China on Thursday granted approval to the country's first homegrown swine flu vaccine, which producer Sinovac says is effective after only one dose.
The decision could signal a major breakthrough in the global fight against A(H1N1) influenza, as most experts had assumed that two doses per person would be needed to provide adequate protection.
"The Sinovac H1N1 vaccine is officially approved," the head of the State Food and Drug Administration's registration department, Zhang Wei, told reporters.
"The completion of trials for Beijing Sinovac's vaccine has shown this vaccine to be very safe," the regulatory agency said in a brief statement ahead of a news conference.
Zhang said the SFDA was looking at applications from nine other companies developing vaccines against the A(H1N1) virus, with a decision expected by mid-September.
The World Health Organization (WHO) says at least 2,185 people have died after contracting swine flu, which has become the most prevalent strain of influenza.
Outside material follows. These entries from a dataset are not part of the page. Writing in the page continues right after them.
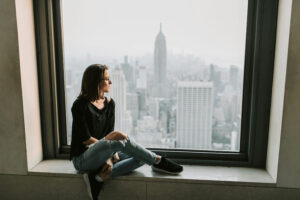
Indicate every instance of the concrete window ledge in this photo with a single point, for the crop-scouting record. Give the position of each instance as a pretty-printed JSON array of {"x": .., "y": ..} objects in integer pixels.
[{"x": 192, "y": 174}]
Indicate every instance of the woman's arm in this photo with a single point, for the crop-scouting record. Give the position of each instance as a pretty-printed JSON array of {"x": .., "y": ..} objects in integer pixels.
[{"x": 91, "y": 140}]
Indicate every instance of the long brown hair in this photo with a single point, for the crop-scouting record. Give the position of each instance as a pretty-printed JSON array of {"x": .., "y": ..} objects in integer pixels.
[{"x": 92, "y": 81}]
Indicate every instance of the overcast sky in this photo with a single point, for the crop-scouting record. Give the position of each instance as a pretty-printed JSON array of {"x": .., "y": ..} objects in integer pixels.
[{"x": 212, "y": 29}]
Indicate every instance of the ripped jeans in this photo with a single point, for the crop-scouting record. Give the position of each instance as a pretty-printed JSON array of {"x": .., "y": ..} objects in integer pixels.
[{"x": 131, "y": 155}]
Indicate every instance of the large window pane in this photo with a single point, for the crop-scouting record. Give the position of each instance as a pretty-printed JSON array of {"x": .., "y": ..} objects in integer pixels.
[{"x": 176, "y": 67}]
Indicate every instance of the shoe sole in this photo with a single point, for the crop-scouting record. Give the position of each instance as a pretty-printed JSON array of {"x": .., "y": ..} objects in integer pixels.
[
  {"x": 88, "y": 186},
  {"x": 164, "y": 171}
]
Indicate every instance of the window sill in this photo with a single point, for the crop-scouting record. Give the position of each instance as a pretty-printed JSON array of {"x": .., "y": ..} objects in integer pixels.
[{"x": 191, "y": 174}]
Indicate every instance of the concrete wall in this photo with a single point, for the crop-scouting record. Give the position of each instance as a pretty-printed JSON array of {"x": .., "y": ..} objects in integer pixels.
[
  {"x": 12, "y": 143},
  {"x": 289, "y": 159},
  {"x": 29, "y": 81},
  {"x": 20, "y": 142},
  {"x": 281, "y": 53}
]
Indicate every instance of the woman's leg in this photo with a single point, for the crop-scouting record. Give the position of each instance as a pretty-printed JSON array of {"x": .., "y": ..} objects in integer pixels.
[
  {"x": 125, "y": 165},
  {"x": 95, "y": 156},
  {"x": 121, "y": 142}
]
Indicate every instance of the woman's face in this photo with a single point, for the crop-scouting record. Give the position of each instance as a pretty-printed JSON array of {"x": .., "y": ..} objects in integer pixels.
[{"x": 106, "y": 82}]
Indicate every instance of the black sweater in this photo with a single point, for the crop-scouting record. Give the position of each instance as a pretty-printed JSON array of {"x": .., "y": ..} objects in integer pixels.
[{"x": 89, "y": 121}]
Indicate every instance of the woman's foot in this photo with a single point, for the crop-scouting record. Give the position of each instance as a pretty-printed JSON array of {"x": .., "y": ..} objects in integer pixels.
[
  {"x": 167, "y": 166},
  {"x": 93, "y": 186}
]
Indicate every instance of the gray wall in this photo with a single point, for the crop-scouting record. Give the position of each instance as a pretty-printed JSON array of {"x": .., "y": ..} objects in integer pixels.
[
  {"x": 19, "y": 135},
  {"x": 12, "y": 143}
]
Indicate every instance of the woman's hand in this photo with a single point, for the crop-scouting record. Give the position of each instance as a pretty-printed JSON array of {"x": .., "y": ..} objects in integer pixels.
[
  {"x": 107, "y": 166},
  {"x": 116, "y": 158},
  {"x": 106, "y": 169}
]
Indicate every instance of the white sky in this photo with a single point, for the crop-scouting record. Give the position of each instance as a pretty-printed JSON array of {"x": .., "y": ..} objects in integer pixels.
[{"x": 212, "y": 29}]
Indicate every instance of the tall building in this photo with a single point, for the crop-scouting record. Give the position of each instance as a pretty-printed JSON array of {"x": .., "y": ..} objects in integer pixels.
[
  {"x": 233, "y": 76},
  {"x": 160, "y": 65},
  {"x": 128, "y": 72},
  {"x": 118, "y": 93},
  {"x": 194, "y": 114}
]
The virus has been detected in nearly every country in the world.
The UN health body has warned of a possible A(H1N1) vaccine shortage as the winter -- and the regular flu season -- approaches in the northern hemisphere.
"We know that supplies will be extremely limited for some months to come," WHO chief Margaret Chan said last month.
Countries in the northern hemisphere have so far ordered more than one billion doses of swine flu vaccine, according to the WHO.
More than two dozen pharmaceutical companies around the world are racing to test, produce and ship vaccines before the global pandemic enters an expected second wave.
Five of those firms will account for more than 80 per cent of production: Sanofi-Pasteur in France, AstraZeneca and GlaxoSmithKline (GSK) in Britain, Baxter in the United States, and the Swiss group Novartis.
But Sinovac announced after clinical trials in mid-August that its one-dose formula had proven effective -- a major advantage as the vaccine would be easier to administer and available to more people.
"We have not found any negative side-effects -- it is safe and reliable," Sinovac president Yin Weidong told AFP in a recent interview at the company's Beijing headquarters.
Hans Troedsson, the outgoing WHO representative in China, said a one-dose vaccine would be "very important as it means we can vaccinate twice as many."
The Chinese government plans to vaccinate 65 million people, or five percent of the total population of 1.3 billion, before year's end.
Britain and France received their first batches of swine flu vaccine in late August.